We're gonna look at simplifying algebraic fractions, as well as, adding, subtracting, and multiplying algebraic fractions.
So some of our equations today are gonna produce quadratic equations.
Many will be able to solve by factorising.
However, if we can't solve by factorising, we might need to use the quadratic formula.
If you want a reminder of what the quadratic formula is, pause the video and have a read through now.
We're gonna start by looking at equations with unknowns on one side.
So let's have a look at this equation.
Aisha says, "It would be easier if the left-hand side "was written as a single fraction." Let's look at how to do that then.
So the lowest common multiple of 4x and 6x is 12x.
So we multiply the numerator and the denominator of the first fraction by three and then the second fraction by two, we get a common denominator of 12x.
We can now combine our fractions to get 17 over 12x equals 2.
Now, 17 over 12x is equivalent to 17 times 1 over 12x.
So that means we can solve this by multiplying by the reciprocal.
You might have seen equations like this before.
Now, it's gonna be easier to multiply by the reciprocal of 1 over 12x, rather than the reciprocal of 17 over 12x.
The reciprocal of 1 over 12x is 12x.
To maintain equality, we can multiply both sides of the equation by 12x.
The left-hand side becomes 17 and the right-hand side, 24x.
Dividing both sides by 24, we get our solution.

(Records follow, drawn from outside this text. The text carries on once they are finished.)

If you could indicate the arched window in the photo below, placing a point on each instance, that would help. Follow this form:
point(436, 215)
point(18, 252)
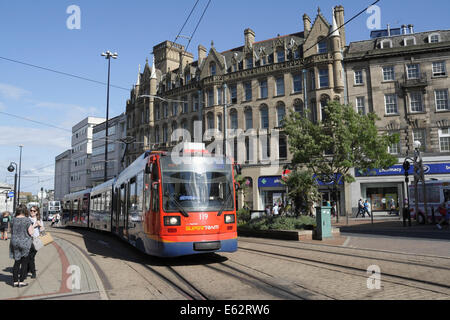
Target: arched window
point(264, 112)
point(212, 68)
point(299, 107)
point(248, 118)
point(281, 113)
point(210, 119)
point(233, 119)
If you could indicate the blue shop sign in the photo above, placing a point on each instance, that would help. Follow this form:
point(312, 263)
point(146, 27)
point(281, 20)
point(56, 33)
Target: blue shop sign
point(276, 182)
point(437, 168)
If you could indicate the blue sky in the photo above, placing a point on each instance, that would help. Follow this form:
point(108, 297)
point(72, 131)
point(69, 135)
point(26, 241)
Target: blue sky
point(35, 32)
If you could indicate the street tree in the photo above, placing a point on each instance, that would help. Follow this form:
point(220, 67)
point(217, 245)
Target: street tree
point(343, 140)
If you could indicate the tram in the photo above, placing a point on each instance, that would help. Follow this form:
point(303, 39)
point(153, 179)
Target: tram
point(164, 205)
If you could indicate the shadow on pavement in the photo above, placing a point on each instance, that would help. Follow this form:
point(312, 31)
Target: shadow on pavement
point(110, 246)
point(396, 229)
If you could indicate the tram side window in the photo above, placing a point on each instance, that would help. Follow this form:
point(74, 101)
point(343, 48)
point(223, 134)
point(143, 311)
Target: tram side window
point(139, 191)
point(147, 191)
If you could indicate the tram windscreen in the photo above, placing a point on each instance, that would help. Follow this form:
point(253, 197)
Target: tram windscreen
point(197, 184)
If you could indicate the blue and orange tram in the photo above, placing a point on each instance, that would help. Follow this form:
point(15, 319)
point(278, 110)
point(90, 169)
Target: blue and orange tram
point(164, 205)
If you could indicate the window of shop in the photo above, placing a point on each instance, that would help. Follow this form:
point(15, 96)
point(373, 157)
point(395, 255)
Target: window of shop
point(380, 197)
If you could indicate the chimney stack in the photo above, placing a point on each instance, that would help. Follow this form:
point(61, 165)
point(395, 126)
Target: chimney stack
point(306, 24)
point(249, 37)
point(201, 54)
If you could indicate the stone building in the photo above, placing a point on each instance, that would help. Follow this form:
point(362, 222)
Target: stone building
point(116, 149)
point(258, 84)
point(402, 76)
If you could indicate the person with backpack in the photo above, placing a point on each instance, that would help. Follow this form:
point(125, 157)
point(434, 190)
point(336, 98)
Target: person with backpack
point(4, 224)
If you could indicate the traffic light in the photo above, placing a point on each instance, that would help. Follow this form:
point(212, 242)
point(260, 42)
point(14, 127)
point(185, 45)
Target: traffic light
point(406, 167)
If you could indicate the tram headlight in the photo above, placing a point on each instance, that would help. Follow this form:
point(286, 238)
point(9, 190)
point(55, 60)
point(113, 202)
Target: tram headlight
point(172, 221)
point(229, 218)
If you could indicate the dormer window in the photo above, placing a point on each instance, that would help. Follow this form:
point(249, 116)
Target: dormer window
point(322, 46)
point(434, 38)
point(385, 44)
point(212, 69)
point(410, 41)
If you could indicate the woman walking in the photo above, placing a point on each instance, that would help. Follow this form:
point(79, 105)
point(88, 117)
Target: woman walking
point(21, 239)
point(38, 227)
point(5, 220)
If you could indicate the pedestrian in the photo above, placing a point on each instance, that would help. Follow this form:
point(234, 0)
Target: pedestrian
point(275, 209)
point(445, 216)
point(367, 208)
point(38, 225)
point(392, 207)
point(360, 208)
point(19, 249)
point(4, 223)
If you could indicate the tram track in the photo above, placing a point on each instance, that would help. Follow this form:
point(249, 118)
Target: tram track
point(173, 278)
point(355, 271)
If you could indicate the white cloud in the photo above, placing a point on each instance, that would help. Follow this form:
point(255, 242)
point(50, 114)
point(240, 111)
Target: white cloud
point(32, 137)
point(12, 92)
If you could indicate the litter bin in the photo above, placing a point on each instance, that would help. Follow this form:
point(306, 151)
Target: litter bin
point(323, 219)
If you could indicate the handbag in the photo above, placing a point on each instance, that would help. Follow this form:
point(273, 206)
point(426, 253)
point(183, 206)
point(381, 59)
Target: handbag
point(37, 244)
point(46, 238)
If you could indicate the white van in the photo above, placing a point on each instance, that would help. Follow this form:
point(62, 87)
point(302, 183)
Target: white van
point(438, 193)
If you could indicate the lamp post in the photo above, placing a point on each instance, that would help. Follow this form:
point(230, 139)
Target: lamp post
point(13, 168)
point(20, 171)
point(108, 55)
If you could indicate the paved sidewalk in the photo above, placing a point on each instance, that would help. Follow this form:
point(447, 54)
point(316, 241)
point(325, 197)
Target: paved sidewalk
point(63, 273)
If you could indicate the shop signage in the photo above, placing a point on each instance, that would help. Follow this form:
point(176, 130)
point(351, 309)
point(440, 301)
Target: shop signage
point(437, 168)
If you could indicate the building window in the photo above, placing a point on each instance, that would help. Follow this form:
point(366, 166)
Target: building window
point(280, 86)
point(233, 93)
point(322, 46)
point(361, 105)
point(280, 55)
point(420, 135)
point(441, 100)
point(413, 71)
point(233, 119)
point(174, 108)
point(391, 104)
point(323, 78)
point(219, 122)
point(263, 89)
point(210, 97)
point(264, 117)
point(212, 68)
point(434, 38)
point(249, 62)
point(282, 147)
point(281, 113)
point(444, 139)
point(416, 101)
point(359, 77)
point(248, 119)
point(219, 96)
point(248, 91)
point(297, 83)
point(388, 73)
point(313, 79)
point(439, 69)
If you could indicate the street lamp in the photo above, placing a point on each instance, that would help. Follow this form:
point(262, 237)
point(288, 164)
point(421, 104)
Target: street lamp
point(13, 167)
point(108, 55)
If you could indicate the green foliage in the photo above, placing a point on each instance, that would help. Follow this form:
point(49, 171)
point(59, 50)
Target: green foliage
point(282, 223)
point(345, 139)
point(243, 215)
point(303, 190)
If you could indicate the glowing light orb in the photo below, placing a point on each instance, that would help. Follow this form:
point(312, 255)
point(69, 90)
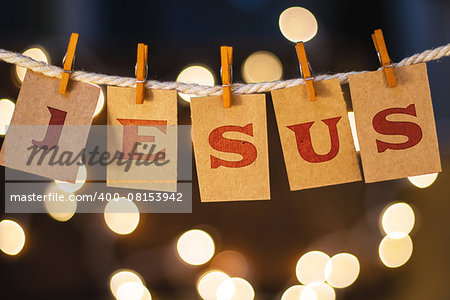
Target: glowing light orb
point(12, 237)
point(298, 24)
point(262, 66)
point(395, 252)
point(342, 270)
point(195, 74)
point(195, 247)
point(121, 216)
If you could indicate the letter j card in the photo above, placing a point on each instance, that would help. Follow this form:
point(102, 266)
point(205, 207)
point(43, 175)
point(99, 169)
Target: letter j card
point(395, 126)
point(230, 147)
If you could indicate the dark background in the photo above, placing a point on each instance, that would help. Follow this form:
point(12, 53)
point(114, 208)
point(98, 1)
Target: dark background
point(73, 260)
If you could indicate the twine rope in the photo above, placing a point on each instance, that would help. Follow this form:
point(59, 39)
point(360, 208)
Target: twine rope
point(196, 89)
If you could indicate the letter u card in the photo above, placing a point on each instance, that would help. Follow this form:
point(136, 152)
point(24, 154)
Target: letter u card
point(315, 136)
point(395, 126)
point(230, 147)
point(143, 137)
point(48, 130)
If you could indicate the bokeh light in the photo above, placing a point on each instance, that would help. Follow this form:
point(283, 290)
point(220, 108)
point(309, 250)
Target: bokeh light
point(208, 284)
point(195, 247)
point(342, 270)
point(79, 182)
point(195, 74)
point(262, 66)
point(12, 237)
point(121, 216)
point(351, 119)
point(423, 181)
point(298, 24)
point(398, 220)
point(395, 252)
point(299, 292)
point(6, 112)
point(35, 53)
point(311, 267)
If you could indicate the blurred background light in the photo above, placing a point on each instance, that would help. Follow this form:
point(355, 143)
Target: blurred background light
point(423, 181)
point(262, 66)
point(121, 215)
point(6, 112)
point(79, 182)
point(395, 252)
point(298, 24)
point(299, 292)
point(311, 267)
point(208, 284)
point(342, 270)
point(36, 53)
point(195, 74)
point(12, 237)
point(195, 247)
point(398, 220)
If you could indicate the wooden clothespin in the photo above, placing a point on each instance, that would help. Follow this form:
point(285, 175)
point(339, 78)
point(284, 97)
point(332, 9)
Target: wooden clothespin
point(68, 61)
point(141, 72)
point(305, 70)
point(226, 57)
point(383, 55)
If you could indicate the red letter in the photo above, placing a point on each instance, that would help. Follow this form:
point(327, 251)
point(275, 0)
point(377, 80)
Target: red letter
point(409, 129)
point(304, 145)
point(53, 130)
point(219, 143)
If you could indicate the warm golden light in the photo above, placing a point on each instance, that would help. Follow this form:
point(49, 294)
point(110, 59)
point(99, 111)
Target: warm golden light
point(398, 220)
point(208, 284)
point(342, 270)
point(12, 237)
point(299, 292)
point(351, 119)
point(38, 54)
point(395, 252)
point(311, 267)
point(195, 247)
point(298, 24)
point(195, 74)
point(423, 181)
point(79, 182)
point(6, 112)
point(121, 216)
point(262, 66)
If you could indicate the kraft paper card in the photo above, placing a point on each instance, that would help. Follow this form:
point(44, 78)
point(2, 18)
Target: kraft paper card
point(315, 136)
point(395, 126)
point(230, 147)
point(49, 130)
point(146, 135)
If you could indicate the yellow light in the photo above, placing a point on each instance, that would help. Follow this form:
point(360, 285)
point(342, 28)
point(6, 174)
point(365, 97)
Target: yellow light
point(208, 284)
point(298, 24)
point(195, 74)
point(38, 54)
point(12, 237)
point(299, 292)
point(262, 66)
point(423, 181)
point(195, 247)
point(342, 270)
point(311, 267)
point(6, 112)
point(395, 252)
point(235, 289)
point(121, 216)
point(79, 182)
point(351, 119)
point(398, 220)
point(123, 276)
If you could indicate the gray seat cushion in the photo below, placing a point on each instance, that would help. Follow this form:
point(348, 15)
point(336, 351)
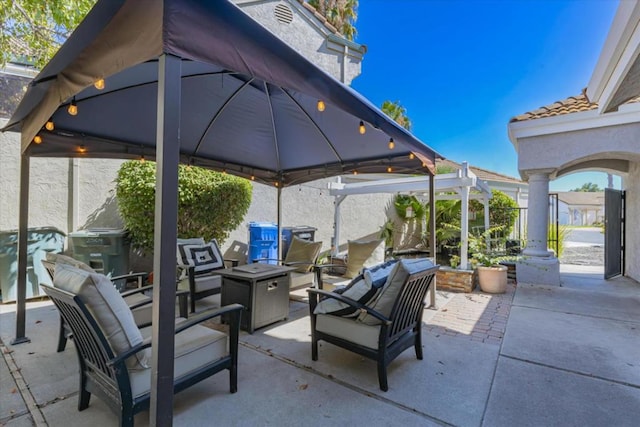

It's important that we use brackets to ensure correct priority of operations.
Let's look at this example.
What would you do first? The most efficient first step is gonna be to combine the fractions by multiplying.
So you get 6 lots of x + 4, there are three lots of x + 1 = 4.
What could we do now? Now, we've got options.
You might have said, we can simplify by dividing the numerator and the denominator by three.
You might have said, expand the brackets or multiply by the reciprocal of one over three lots of x plus one.
We're gonna look at that final method for now.
So we multiply both sides by that denominator, we get 6 lots of x plus four equals 12 lots of x plus 1.
Jun says, we don't need to expand the brackets, we can divide both sides by six.
Now people often get into a habit of expanding a bracket as soon as they see one.
This can sometimes cause us unnecessary calculations.
So actually looking for common factors can be more helpful.
Now had we divided by 3 earlier, we wouldn't have needed to divide at this stage, but dividing both sides by six gives us this equation.
And of course now we can expand the remaining brackets and solve like any other linear equation.
You might wanna pause the video and just check those steps to make sure you are happy.
Right.
Jun has a good point.
Because our answer is an integer, it's gonna be really easy to check with substitution.
Now we can always check our answers by substitution.
However, where our answers are fractions is potentially not as easy to substitute.
But in this case we've got a nice easy answer.
Let's substitute and check.
Got 2 plus 4 over 3 times 6 over 2 plus 1 equals 4.
That gives us 6 over 3 times 6 over 3 is 4 or 6 over 3 is 2.
So 2 times 2 is 4, and that is true.
So x equals 2 satisfies that equation.
Brilliant.
We didn't need to learn anything new.
We are just using skills we already have.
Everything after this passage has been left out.